During X shutdown, RADEONDRICloseScreen (radeon_dri.c:1915) in the X driver calls the radeon_cp_init (radeon_cp.c:1313) ioctl with RADEON_CLEANUP_CP.  radeon_cp_init then calls radeon_do_cleanup_cp (radeon_cp.c:1221) which sets mmio to NULL when it memset's most of dev_priv to 0.

Later at module unload time (or pci unplug time in the KMS branch) drm_unload (drm_drv.c:358) (drm_put_dev (drm_stub.c:490) in KMS) calls drm_vblank_cleanup (drm_irq.c:97) which calls vblank_disable_fn (drm_irq.c:74) which calls radeon_get_vblank_counter (radeon_irq.c:284) and causes an Oops trying to read from mmio, which is NULL.

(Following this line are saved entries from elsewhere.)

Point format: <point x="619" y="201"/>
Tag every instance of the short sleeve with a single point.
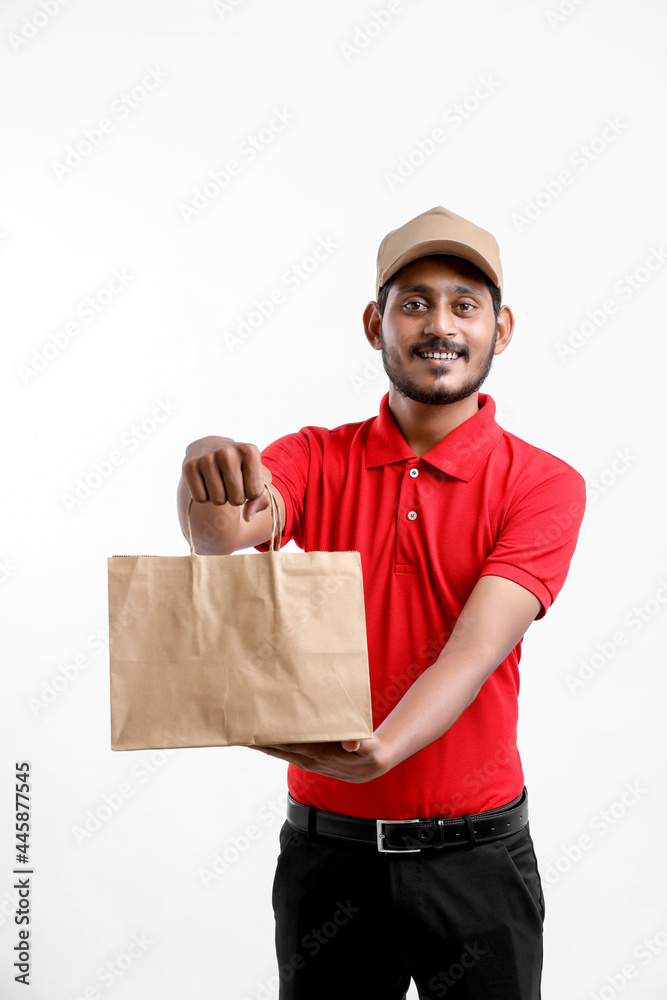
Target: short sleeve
<point x="288" y="460"/>
<point x="537" y="541"/>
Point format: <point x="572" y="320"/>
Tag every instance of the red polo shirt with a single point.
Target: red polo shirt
<point x="482" y="501"/>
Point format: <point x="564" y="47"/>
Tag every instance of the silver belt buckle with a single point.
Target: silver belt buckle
<point x="381" y="836"/>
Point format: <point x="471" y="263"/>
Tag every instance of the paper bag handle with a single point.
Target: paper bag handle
<point x="276" y="527"/>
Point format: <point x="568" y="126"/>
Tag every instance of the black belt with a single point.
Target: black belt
<point x="399" y="835"/>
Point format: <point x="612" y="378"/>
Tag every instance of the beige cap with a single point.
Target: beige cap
<point x="438" y="231"/>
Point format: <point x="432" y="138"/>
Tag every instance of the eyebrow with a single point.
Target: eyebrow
<point x="426" y="289"/>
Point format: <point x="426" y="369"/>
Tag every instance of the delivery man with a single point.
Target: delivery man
<point x="408" y="855"/>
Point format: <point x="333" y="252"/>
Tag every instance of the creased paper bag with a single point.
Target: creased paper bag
<point x="248" y="648"/>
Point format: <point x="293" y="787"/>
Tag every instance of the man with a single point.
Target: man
<point x="466" y="534"/>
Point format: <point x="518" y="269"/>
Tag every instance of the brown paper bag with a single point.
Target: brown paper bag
<point x="242" y="649"/>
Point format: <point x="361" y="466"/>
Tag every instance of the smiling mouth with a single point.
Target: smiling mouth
<point x="439" y="355"/>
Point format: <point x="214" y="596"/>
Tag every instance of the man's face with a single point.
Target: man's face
<point x="438" y="305"/>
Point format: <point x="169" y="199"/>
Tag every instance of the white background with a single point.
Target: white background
<point x="538" y="90"/>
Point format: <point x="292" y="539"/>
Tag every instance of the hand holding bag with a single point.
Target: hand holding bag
<point x="245" y="649"/>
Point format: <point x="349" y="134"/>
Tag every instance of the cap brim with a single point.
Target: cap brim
<point x="440" y="246"/>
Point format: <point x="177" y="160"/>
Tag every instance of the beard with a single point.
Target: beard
<point x="438" y="393"/>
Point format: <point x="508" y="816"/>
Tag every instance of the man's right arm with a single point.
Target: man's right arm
<point x="232" y="510"/>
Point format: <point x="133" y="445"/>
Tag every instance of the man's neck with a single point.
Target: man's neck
<point x="424" y="425"/>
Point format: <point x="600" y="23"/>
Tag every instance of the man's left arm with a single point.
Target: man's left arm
<point x="495" y="617"/>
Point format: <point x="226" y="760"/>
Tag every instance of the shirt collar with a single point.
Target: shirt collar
<point x="458" y="454"/>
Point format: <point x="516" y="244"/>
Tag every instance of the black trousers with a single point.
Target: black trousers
<point x="351" y="923"/>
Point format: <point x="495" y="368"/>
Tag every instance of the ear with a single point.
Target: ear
<point x="372" y="322"/>
<point x="505" y="329"/>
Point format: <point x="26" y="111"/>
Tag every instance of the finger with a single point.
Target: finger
<point x="254" y="506"/>
<point x="195" y="482"/>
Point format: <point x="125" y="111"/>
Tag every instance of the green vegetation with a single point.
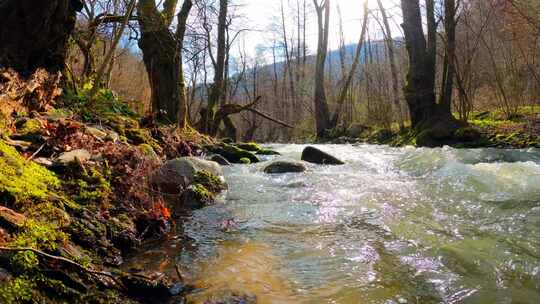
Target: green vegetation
<point x="24" y="181"/>
<point x="209" y="181"/>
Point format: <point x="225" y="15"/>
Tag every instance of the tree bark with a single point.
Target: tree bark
<point x="162" y="56"/>
<point x="425" y="113"/>
<point x="216" y="92"/>
<point x="450" y="53"/>
<point x="349" y="76"/>
<point x="34" y="34"/>
<point x="322" y="113"/>
<point x="393" y="67"/>
<point x="419" y="91"/>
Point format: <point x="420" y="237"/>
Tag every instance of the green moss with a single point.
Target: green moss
<point x="209" y="181"/>
<point x="202" y="194"/>
<point x="147" y="150"/>
<point x="267" y="152"/>
<point x="235" y="154"/>
<point x="39" y="235"/>
<point x="4" y="126"/>
<point x="17" y="290"/>
<point x="91" y="187"/>
<point x="22" y="180"/>
<point x="251" y="147"/>
<point x="381" y="136"/>
<point x="48" y="212"/>
<point x="467" y="134"/>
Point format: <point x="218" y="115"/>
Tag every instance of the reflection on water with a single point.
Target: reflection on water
<point x="394" y="225"/>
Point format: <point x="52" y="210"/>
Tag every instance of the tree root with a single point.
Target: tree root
<point x="82" y="268"/>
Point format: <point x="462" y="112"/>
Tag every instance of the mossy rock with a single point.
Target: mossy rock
<point x="4" y="126"/>
<point x="233" y="154"/>
<point x="467" y="134"/>
<point x="29" y="129"/>
<point x="268" y="152"/>
<point x="24" y="181"/>
<point x="425" y="139"/>
<point x="147" y="150"/>
<point x="251" y="147"/>
<point x="194" y="197"/>
<point x="211" y="182"/>
<point x="245" y="161"/>
<point x="381" y="136"/>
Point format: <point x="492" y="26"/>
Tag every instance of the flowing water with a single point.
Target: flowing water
<point x="393" y="225"/>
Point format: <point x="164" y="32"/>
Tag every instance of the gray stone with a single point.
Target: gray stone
<point x="68" y="157"/>
<point x="316" y="156"/>
<point x="281" y="166"/>
<point x="220" y="160"/>
<point x="43" y="161"/>
<point x="179" y="173"/>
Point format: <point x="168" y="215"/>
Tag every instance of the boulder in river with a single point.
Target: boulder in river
<point x="220" y="160"/>
<point x="189" y="183"/>
<point x="282" y="166"/>
<point x="233" y="154"/>
<point x="231" y="297"/>
<point x="316" y="156"/>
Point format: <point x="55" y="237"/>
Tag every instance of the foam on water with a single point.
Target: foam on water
<point x="393" y="225"/>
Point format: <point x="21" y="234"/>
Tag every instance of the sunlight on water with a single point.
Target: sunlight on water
<point x="393" y="225"/>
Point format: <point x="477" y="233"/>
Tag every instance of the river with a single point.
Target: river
<point x="393" y="225"/>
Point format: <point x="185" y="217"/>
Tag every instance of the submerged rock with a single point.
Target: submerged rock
<point x="285" y="167"/>
<point x="152" y="286"/>
<point x="232" y="297"/>
<point x="72" y="156"/>
<point x="233" y="154"/>
<point x="316" y="156"/>
<point x="220" y="160"/>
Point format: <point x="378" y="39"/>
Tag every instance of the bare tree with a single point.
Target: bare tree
<point x="322" y="113"/>
<point x="393" y="67"/>
<point x="162" y="55"/>
<point x="425" y="113"/>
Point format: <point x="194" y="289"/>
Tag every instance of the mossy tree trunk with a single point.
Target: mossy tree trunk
<point x="425" y="112"/>
<point x="34" y="34"/>
<point x="162" y="56"/>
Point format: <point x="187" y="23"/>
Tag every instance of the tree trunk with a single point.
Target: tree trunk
<point x="162" y="64"/>
<point x="162" y="56"/>
<point x="216" y="92"/>
<point x="322" y="113"/>
<point x="419" y="91"/>
<point x="450" y="68"/>
<point x="425" y="113"/>
<point x="34" y="34"/>
<point x="393" y="67"/>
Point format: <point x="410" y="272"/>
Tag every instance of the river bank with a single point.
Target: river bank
<point x="487" y="129"/>
<point x="81" y="207"/>
<point x="391" y="225"/>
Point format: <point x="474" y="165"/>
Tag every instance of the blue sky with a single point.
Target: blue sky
<point x="259" y="15"/>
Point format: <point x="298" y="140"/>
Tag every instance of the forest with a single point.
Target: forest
<point x="269" y="151"/>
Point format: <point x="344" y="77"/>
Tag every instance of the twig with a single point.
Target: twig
<point x="178" y="273"/>
<point x="65" y="260"/>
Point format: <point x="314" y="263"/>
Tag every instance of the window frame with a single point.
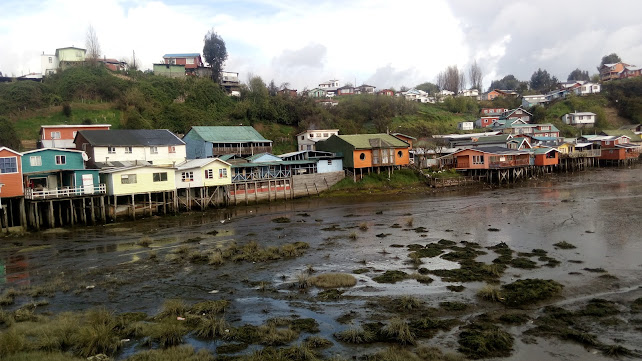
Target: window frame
<point x="5" y="160"/>
<point x="35" y="161"/>
<point x="159" y="177"/>
<point x="130" y="178"/>
<point x="61" y="159"/>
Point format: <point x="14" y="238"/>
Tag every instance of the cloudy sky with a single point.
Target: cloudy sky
<point x="303" y="42"/>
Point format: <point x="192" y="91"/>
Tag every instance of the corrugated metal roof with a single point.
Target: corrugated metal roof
<point x="369" y="141"/>
<point x="198" y="163"/>
<point x="131" y="137"/>
<point x="233" y="133"/>
<point x="180" y="55"/>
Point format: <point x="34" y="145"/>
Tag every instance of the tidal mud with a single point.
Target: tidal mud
<point x="544" y="270"/>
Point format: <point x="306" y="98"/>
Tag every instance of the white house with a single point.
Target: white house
<point x="207" y="172"/>
<point x="332" y="83"/>
<point x="465" y="125"/>
<point x="579" y="118"/>
<point x="307" y="140"/>
<point x="588" y="88"/>
<point x="130" y="147"/>
<point x="533" y="100"/>
<point x="469" y="93"/>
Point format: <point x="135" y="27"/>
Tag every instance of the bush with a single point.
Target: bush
<point x="333" y="280"/>
<point x="66" y="110"/>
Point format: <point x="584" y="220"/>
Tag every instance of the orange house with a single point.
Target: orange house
<point x="546" y="156"/>
<point x="368" y="150"/>
<point x="62" y="136"/>
<point x="490" y="158"/>
<point x="10" y="173"/>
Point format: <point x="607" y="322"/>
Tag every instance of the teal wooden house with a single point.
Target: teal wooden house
<point x="56" y="173"/>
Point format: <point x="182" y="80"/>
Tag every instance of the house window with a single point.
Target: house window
<point x="128" y="179"/>
<point x="35" y="161"/>
<point x="8" y="165"/>
<point x="160" y="177"/>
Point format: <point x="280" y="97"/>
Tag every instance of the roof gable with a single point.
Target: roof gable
<point x="130" y="137"/>
<point x="369" y="141"/>
<point x="233" y="133"/>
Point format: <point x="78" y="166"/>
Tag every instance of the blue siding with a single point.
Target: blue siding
<point x="196" y="147"/>
<point x="73" y="160"/>
<point x="324" y="167"/>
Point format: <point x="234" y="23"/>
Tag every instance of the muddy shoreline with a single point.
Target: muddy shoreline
<point x="136" y="266"/>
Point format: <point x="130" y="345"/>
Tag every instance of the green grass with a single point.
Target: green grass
<point x="28" y="128"/>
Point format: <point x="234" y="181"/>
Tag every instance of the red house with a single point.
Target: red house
<point x="546" y="156"/>
<point x="192" y="61"/>
<point x="490" y="158"/>
<point x="10" y="173"/>
<point x="62" y="136"/>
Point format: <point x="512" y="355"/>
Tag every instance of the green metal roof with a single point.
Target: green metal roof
<point x="219" y="134"/>
<point x="285" y="162"/>
<point x="369" y="141"/>
<point x="621" y="132"/>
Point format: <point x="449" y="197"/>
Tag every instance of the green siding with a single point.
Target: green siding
<point x="337" y="145"/>
<point x="73" y="160"/>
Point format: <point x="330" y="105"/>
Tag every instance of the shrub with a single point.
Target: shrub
<point x="333" y="280"/>
<point x="355" y="335"/>
<point x="399" y="331"/>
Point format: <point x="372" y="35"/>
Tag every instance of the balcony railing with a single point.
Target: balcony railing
<point x="582" y="154"/>
<point x="257" y="176"/>
<point x="510" y="163"/>
<point x="65" y="192"/>
<point x="240" y="150"/>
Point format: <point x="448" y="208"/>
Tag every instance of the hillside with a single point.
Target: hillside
<point x="141" y="100"/>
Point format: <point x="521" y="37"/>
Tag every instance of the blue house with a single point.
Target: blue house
<point x="55" y="173"/>
<point x="216" y="141"/>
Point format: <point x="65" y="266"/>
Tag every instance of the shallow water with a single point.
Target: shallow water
<point x="597" y="211"/>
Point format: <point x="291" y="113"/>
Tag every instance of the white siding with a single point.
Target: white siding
<point x="101" y="154"/>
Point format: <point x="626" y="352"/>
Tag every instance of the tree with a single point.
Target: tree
<point x="8" y="136"/>
<point x="475" y="76"/>
<point x="451" y="79"/>
<point x="509" y="82"/>
<point x="428" y="87"/>
<point x="610" y="59"/>
<point x="92" y="45"/>
<point x="215" y="53"/>
<point x="578" y="74"/>
<point x="542" y="81"/>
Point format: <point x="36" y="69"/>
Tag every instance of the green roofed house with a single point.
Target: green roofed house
<point x="368" y="151"/>
<point x="215" y="141"/>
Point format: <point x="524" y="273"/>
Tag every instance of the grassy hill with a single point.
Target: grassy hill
<point x="137" y="100"/>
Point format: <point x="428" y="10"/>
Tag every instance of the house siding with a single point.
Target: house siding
<point x="13" y="186"/>
<point x="144" y="181"/>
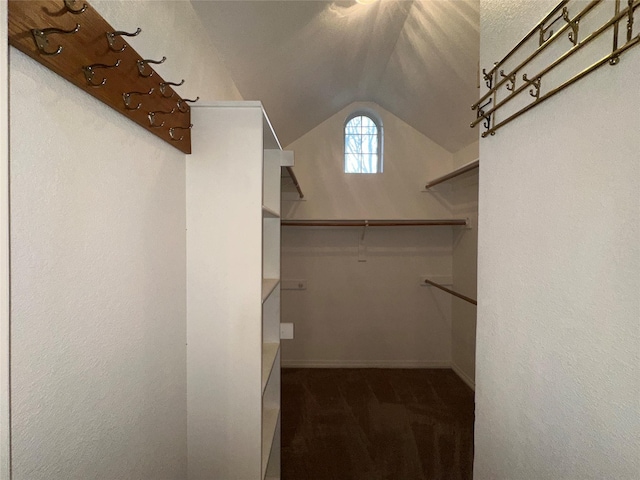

I'm not sure if the solution is to not zero mmio during cleanup or protect against it being NULL in get_vblank_count or not call get_vblank_count during vblank cleanup (presumably by saving the last vblank during driver cleanup).  I don't know enough about the code to make that determination.

As best I can tell, this sequence happens in both the current git master as well as the linux-next KMS branch, but perhaps I am overlooking something...  my apologies if this really is properly fixed.

Thanks for reconsidering it.
Comment 10 Marek Olšák 2014-01-23 11:09:53 UTC
I'm pretty sure this has been fixed. If not, please reopen.